The administration’s line is that there is steady, if slow, progress in repairing the economic ruin President Obama repeatedly blames on his predecessor, Republican George W. Bush.
The economy added about 162,000 jobs in March, the most in nearly three years. A large percentage of the gains were temporary census workers hired by the government. The US unemployment rate held steady at 9.7 percent. The additional 123,000 private-sector jobs were the most since May 2007.
The economy is growing again, but at a pace unlikely to quickly replace the 8.4 million jobs erased in the recession, which began in late 2007. More than 11 million people are drawing unemployment insurance benefits.

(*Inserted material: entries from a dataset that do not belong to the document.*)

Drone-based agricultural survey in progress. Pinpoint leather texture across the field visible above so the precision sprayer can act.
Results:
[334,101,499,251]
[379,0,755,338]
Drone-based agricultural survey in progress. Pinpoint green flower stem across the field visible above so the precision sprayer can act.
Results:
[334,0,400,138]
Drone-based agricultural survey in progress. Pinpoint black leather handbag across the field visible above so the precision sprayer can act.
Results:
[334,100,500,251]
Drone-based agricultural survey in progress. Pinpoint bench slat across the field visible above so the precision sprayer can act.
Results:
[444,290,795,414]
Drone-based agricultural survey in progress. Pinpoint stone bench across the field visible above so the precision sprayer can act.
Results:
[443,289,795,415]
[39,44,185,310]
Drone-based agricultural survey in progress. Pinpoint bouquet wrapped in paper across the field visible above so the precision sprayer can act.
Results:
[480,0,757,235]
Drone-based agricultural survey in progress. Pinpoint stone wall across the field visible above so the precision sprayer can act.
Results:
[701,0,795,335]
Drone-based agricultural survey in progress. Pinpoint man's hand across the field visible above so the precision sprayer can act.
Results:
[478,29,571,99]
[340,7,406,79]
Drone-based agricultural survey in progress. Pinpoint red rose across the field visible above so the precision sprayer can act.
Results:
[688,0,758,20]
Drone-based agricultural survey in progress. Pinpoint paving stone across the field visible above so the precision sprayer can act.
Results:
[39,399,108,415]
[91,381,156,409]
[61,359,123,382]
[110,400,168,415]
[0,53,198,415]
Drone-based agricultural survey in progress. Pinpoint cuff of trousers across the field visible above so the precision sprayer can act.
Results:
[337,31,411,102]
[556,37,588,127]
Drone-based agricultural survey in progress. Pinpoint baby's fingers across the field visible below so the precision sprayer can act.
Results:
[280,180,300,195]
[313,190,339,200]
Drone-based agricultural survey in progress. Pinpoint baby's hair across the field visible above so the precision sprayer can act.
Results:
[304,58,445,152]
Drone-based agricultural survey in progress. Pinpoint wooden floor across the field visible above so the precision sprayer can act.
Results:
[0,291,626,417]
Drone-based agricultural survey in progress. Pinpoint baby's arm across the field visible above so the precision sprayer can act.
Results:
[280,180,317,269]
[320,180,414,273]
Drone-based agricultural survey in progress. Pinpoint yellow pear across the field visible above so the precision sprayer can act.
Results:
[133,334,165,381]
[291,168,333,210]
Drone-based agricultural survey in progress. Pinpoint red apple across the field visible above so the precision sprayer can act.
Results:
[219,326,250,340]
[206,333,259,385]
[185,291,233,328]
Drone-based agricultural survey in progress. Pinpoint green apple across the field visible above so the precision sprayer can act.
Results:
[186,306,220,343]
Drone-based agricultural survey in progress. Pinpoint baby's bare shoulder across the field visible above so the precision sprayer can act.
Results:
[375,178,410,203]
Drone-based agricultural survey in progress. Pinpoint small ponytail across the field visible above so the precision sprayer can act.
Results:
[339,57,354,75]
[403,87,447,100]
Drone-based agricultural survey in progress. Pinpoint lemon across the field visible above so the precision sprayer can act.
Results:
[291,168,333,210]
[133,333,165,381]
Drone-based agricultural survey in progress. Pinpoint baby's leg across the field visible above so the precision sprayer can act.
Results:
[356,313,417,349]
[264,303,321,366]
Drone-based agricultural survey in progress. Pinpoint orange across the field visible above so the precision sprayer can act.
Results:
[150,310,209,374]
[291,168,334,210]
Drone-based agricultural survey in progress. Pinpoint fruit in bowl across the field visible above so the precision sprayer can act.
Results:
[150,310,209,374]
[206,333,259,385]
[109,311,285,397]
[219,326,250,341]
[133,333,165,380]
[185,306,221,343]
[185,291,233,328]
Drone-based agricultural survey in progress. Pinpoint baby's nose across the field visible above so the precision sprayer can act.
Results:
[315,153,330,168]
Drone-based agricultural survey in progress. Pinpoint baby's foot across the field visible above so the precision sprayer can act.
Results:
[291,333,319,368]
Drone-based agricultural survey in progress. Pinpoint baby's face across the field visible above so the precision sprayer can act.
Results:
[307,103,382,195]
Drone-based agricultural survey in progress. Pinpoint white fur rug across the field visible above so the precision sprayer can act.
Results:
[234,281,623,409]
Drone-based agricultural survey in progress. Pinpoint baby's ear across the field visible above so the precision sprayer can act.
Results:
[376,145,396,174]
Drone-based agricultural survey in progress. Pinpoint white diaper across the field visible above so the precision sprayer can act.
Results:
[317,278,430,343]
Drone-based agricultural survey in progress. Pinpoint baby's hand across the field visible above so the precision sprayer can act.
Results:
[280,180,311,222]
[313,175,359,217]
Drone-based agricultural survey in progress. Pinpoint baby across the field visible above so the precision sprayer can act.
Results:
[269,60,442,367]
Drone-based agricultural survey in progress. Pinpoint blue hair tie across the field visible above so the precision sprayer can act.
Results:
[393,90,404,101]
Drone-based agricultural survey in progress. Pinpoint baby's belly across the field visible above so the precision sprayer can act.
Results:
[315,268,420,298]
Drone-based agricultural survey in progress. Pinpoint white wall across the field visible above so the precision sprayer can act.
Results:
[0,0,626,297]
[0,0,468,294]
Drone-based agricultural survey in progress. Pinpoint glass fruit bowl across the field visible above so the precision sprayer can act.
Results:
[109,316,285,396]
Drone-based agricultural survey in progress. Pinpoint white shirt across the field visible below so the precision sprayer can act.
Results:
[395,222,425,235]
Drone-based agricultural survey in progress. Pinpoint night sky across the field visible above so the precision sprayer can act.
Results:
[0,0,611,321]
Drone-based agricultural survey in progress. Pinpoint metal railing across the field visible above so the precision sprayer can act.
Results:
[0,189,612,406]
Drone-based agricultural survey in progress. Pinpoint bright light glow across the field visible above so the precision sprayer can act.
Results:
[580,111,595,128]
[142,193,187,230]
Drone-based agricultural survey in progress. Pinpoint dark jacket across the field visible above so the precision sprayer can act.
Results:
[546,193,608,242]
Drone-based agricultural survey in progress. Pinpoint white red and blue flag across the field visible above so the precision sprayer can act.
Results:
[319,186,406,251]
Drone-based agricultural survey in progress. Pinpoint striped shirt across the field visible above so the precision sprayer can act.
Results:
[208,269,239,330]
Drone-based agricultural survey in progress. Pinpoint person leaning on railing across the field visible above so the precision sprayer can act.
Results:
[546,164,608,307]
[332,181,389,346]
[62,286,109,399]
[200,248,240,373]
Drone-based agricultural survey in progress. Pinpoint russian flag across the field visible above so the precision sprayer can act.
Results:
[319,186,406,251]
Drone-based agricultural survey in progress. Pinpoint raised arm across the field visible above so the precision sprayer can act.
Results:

“We’ve got a long way to go,’’ said Lawrence Summers, director of the National Economic Council. “We’ve inherited a terrible situation, the most pressing economic problems since the Great Depression in our country.’’
Christina Romer, head of the White House Council of Economic Advisers, said consumers still face “a lot of headwinds’’ from the financial crisis. For example, debt and credit difficulties are hampering stronger job growth.
They were echoing the words of Treasury Secretary Timothy Geithner, who said last week that the administration is “very worried’’ about the difficulty of returning to a more normal jobless rate of about 5 percent.
Summers said Obama is preoccupied with creating jobs. “The trend has turned, but to get back to the surface, we’ve got a long way to go,’’ Summers said.
Obama is moving ahead with his legislative agenda after a victory on health care, and Summers said he believes Congress will pass new oversight rules for the financial industry. The Wall Street meltdown was largely blamed for the recession and the near collapse of the global financial system.
“I expect that reform is going to pass,’’ Summers said. Obama wants a measure on his desk within two weeks.